5. OpenAI Agents SDK — Best for Simple Agents
Language: Python
OpenAI’s lightweight SDK for building agents with explicit handoffs. Minimal abstraction — if you want to stay close to the API while still getting agent orchestration, this is it.
Why it’s #5:
- Official OpenAI tooling
- Simple handoff mechanism between agents
- Minimal learning curve
- Tight GPT-5.4 integration
- Good for single-agent + tool-use patterns
When to skip it: Limited to OpenAI models. No graph-based orchestration.

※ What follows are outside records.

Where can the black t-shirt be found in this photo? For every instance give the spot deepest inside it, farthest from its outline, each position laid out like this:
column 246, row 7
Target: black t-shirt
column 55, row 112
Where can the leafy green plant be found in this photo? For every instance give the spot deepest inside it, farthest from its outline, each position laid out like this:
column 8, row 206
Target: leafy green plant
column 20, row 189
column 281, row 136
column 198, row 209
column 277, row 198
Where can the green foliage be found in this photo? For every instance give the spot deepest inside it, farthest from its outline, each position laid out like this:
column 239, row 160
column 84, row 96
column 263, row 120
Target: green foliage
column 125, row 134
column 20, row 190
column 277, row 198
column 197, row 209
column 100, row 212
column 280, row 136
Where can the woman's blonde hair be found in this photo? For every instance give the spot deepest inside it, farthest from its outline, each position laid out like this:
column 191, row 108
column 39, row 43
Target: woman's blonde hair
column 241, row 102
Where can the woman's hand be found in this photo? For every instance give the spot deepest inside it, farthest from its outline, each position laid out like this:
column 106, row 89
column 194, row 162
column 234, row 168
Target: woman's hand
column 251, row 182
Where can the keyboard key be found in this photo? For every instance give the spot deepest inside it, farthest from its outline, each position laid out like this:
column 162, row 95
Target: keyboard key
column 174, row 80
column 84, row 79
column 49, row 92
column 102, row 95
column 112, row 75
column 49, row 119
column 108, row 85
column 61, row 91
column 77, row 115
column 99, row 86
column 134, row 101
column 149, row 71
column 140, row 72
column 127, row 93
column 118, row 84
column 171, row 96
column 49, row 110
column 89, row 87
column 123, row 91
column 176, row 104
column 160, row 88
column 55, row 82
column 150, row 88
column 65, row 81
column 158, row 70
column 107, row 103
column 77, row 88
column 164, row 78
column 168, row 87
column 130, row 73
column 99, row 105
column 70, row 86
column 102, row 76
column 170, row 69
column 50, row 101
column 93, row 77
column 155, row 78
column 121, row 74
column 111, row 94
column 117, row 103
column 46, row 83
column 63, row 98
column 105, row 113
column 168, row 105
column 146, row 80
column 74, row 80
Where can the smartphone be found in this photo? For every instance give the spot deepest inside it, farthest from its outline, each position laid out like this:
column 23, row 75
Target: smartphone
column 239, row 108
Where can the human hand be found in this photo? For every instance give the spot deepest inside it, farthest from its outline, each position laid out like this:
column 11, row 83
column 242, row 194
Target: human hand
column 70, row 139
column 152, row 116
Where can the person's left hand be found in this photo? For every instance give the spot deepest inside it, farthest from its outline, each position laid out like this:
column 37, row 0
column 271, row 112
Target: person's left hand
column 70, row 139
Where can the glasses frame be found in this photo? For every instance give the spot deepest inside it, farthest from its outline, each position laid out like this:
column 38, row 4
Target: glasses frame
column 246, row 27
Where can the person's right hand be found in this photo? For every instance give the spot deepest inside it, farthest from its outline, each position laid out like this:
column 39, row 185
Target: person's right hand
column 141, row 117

6. Mastra — Best for TypeScript Teams
Language: TypeScript
Mastra is the leading TypeScript-first agent framework. If your team writes TypeScript and you want native type safety in your agent pipelines, Mastra is the best choice.
Why it’s #6:
- First-class TypeScript support with full type safety
- Built-in workflow engine
- MCP tool integration
- RAG pipeline support
- Growing community
When to skip it: Smaller ecosystem than Python alternatives. Fewer examples and tutorials.
Framework Selection Guide
| Your Situation | Choose |
|---|---|
| Building your first multi-agent system | CrewAI |
| Complex conditional workflows | LangGraph |
| Enterprise team on Google Cloud | Google ADK |
| Need Go or Java SDKs | Google ADK |
| TypeScript-only team | Mastra |
| Simple agent + OpenAI models | OpenAI Agents SDK |
| Research / conversational agents | AutoGen |
What About MCP and A2A?
Both protocols are changing how frameworks work:
- MCP (Model Context Protocol) — All six frameworks support or are adding MCP support for standardized tool access
- A2A (Agent-to-Agent) — Currently native only in Google ADK, but expected to spread to other frameworks in 2026
The Bottom Line
LangGraph + CrewAI cover 80% of use cases. Use CrewAI for prototyping and simpler systems, LangGraph when you need sophisticated orchestration. Google ADK is the enterprise wildcard with unique multi-language and A2A advantages. The framework you choose matters less than the quality of your agent design and the model powering it.